We have examined such documents and considered such legal matters as we have deemed necessary and relevant as the basis for the opinion set forth below. With respect to such examination, we have assumed the genuineness of all signatures, the authenticity of all documents submitted to us as originals, the conformity to original documents of all documents submitted to us as reproduced or certified copies, and the authenticity of the originals of those latter documents. As to questions of fact material to this opinion, we have, to the extent deemed appropriate, relied upon certain representations of certain officers and employees of the Company.

 

Based upon the foregoing, we are of the opinion that when the Registration Statement becomes effective under the Act and when the offering is completed as contemplated by the Registration Statement, the shares of Common Stock and Preferred Stock will be validly issued, fully paid and non-assessable and, in the case of Equity Warrants, Units and Subscription Rights, will be validly issued and binding obligations of the Company.

 

This opinion is opining upon and is limited to the current federal laws of the United States and the Delaware General Corporation Law as such laws presently exist and to the facts as they presently exist.
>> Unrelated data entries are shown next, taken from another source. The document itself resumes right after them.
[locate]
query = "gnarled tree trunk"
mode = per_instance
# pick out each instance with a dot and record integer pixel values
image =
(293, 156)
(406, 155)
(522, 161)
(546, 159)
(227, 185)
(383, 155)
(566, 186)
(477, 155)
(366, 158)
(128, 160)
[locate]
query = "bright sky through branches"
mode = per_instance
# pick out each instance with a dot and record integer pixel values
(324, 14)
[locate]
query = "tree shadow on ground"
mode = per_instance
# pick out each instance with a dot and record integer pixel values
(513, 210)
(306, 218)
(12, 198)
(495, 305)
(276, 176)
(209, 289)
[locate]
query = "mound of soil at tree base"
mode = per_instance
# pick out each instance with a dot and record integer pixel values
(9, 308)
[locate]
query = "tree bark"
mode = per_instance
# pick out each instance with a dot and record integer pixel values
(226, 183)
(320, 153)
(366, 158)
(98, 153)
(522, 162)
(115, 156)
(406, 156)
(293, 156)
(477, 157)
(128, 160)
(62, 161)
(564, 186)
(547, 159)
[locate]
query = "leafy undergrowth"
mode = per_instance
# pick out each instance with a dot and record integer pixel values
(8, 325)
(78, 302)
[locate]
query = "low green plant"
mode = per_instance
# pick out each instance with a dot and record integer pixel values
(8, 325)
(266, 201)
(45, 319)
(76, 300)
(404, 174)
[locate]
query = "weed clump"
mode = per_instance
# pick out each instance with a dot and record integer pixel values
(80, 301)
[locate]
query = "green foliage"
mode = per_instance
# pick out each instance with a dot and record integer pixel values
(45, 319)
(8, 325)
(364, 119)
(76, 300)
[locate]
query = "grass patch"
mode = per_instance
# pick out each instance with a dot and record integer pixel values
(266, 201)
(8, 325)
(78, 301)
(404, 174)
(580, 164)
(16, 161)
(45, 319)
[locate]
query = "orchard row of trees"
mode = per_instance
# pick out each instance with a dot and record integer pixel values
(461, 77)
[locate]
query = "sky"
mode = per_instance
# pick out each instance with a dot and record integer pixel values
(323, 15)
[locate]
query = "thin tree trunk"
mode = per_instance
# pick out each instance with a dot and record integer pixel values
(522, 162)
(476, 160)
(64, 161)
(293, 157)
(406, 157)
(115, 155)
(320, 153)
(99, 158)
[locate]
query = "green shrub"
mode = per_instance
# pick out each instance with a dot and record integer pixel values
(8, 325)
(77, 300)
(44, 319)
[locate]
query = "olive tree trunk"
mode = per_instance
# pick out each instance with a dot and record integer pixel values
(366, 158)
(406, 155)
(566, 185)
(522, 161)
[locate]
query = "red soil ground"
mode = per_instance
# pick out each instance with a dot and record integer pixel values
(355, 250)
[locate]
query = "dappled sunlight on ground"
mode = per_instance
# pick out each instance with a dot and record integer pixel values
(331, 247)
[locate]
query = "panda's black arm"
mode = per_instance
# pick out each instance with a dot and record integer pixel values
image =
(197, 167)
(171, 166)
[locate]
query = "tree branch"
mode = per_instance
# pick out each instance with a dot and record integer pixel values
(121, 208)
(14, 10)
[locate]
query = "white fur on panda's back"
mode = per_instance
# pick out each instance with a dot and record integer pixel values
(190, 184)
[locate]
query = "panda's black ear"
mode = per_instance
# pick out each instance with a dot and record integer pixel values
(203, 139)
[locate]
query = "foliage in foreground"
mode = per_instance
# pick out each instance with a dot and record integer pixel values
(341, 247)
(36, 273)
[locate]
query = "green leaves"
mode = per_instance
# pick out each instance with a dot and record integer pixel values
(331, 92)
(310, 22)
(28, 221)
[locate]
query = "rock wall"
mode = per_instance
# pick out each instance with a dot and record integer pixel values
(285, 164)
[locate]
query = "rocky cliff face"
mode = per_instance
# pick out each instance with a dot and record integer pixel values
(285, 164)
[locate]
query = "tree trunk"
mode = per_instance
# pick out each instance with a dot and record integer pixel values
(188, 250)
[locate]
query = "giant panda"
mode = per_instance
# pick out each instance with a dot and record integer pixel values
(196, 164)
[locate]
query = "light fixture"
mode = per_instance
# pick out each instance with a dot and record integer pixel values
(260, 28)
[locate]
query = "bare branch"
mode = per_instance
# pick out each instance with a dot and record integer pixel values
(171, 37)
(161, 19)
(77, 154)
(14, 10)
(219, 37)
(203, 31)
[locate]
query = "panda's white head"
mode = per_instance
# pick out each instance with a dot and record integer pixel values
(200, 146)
We express no opinion with respect to the effect or applicability of the laws of any other jurisdiction. We assume no obligation to revise or supplement this opinion letter should the laws of such jurisdiction be changed after the date hereof by legislative action, judicial decision, or otherwise.

 

We hereby consent to the use of this opinion as an exhibit to the Registration Statement, to the use of our name as the Company’s counsel and to all references made to us in the Registration Statement and in the prospectus forming a part thereof. In giving this consent, we do not admit that we are in the category of persons whose consent is required under Section 7 of the Act, or the rules and regulations promulgated thereunder. This opinion is given as of the effective date of the Registration Statement, and we are under no duty to update the opinions contained herein.